Signature Bank suffers $4.27B in deposit outflows as crypto uncertainty takes hold
Signature Bank has released its mid-Q3 update showing a decline in spot deposit balances attributed to crypto outflows totaling $4.27 billion.
“Digital deposit outflows are driven by the recent ‘crypto winter’, or the downturn in cryptocurrency markets.”
In contrast, non-crypto deposits increased to $2.64 billion so far in the quarter, with “specialized mortgage solutions” making up the bulk of that figure, accounting for $2.29 billion.
Despite pressure from the digital assets, the bank stated that it is “well positioned to meet [its] target for combined loans and securities growth” for the third quarter.

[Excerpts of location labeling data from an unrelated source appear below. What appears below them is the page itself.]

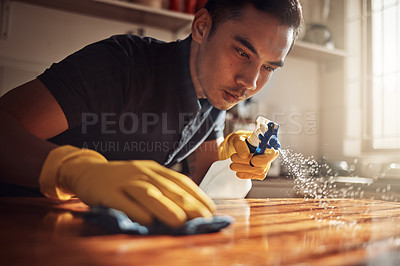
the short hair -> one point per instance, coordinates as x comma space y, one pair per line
289, 12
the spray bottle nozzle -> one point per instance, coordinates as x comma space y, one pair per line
269, 139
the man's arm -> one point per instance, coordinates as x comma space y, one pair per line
29, 114
201, 159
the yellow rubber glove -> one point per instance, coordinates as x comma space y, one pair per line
235, 147
143, 190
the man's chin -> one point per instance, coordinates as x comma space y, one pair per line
223, 106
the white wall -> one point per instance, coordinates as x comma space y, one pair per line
39, 36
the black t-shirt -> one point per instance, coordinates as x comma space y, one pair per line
130, 97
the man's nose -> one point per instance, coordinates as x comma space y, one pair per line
248, 78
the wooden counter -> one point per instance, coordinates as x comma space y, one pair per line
36, 231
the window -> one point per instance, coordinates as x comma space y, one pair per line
383, 72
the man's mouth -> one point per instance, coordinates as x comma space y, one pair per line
233, 98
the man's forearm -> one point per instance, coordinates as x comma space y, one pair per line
21, 154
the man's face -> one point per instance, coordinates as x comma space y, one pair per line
239, 58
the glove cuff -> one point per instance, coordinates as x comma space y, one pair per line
48, 180
226, 149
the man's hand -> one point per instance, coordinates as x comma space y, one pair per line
244, 163
144, 190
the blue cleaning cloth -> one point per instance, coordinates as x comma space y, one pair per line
116, 222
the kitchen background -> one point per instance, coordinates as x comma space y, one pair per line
335, 99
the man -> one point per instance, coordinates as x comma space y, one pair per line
138, 106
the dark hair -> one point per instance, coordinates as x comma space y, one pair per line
289, 12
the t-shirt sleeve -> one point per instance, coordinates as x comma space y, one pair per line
219, 125
92, 80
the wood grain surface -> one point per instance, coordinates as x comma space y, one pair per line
37, 231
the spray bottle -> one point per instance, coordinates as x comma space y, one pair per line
221, 182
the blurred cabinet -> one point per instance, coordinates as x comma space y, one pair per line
121, 11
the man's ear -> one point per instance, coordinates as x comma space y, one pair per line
201, 25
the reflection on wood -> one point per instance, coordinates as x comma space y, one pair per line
266, 231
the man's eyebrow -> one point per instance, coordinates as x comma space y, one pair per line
249, 46
246, 43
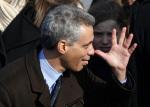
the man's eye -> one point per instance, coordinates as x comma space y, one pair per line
98, 33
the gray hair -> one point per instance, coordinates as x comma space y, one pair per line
64, 22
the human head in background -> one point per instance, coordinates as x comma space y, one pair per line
41, 7
108, 15
67, 34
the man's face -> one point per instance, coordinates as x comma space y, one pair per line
103, 35
78, 54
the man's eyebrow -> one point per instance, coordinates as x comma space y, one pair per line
88, 43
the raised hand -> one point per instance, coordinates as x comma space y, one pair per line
119, 54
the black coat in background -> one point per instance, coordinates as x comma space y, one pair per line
22, 85
101, 69
140, 26
20, 37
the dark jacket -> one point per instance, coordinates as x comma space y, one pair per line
101, 69
140, 27
22, 85
20, 37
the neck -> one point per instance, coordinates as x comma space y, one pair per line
53, 59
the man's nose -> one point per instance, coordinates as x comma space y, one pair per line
91, 50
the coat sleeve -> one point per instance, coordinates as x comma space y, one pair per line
108, 93
5, 100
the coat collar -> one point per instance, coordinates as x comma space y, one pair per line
38, 84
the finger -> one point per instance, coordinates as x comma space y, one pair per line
127, 42
132, 48
101, 54
122, 36
114, 38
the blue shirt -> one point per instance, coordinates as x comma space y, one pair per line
49, 73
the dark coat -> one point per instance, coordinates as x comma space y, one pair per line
20, 37
140, 26
22, 85
101, 69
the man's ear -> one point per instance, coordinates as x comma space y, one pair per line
62, 46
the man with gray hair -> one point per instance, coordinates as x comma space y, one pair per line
56, 74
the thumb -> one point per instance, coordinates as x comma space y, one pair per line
101, 54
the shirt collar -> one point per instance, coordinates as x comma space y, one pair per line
49, 73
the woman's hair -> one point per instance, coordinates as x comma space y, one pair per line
42, 6
108, 9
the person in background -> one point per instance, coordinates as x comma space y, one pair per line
140, 26
67, 37
108, 15
23, 34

Signature Bank has a unique place
Signature Bank provides financial services to institutional crypto traders and crypto businesses, including exchanges and miners.
The blockchain-based Signet platform underpins this, enabling crypto clients to transact more efficiently by settling in real-time without incurring transaction fees.
“… allows Signature Bank’s commercial customers to make payments in US dollars 24 hours a day, seven days a week, 365 days a year.”
Signet bridges the gap between the US banking system that does not operate real-time payments and crypto markets that are tradable at all times.
Signature Bank and its main rival, Silvergate Bank, are two of the only US banks that operate real-time payment networks and are crypto-friendly.
In July, upon the release of its second quarter results, Signature Bank investors expressed their concern about large-scale crypto outflows.
The report stated that its total deposits fell $5.04 billion to $104.12 billion during the second quarter. This was primarily due to a reduction in customer balances from the New York Banking Team, which decreased by $2.4 billion, and a drop in deposits from the Digital Asset Banking Team of (also) $2.4 billion.
Crypto winter bites hard
According to the Financial Times, Signature Bank was one of the best performing banks last year due to increasing deposits from the crypto industry. But, fast forward to now, and deep into crypto winter, all that has changed.
This is particularly noticeable in the company’s share price, which has fallen 49% since the turn of the year.
Still nursing the pain of tanking token prices and the fallout from CeFi bankruptcies, uncertainty continues to reign over the crypto industry.
Nevertheless, Signature Bank CEO Joe DePaolo explained that the bank’s direct crypto exposure is zero, as it only holds the dollar deposits of its customers and no crypto.
“It happens to be an ecosystem that we serve, but we have no exposure to the digital world or the crypto world. We had one loan that we’ve done so far and it was paid back. So we have no loans outstanding. We have no digital assets on our books.”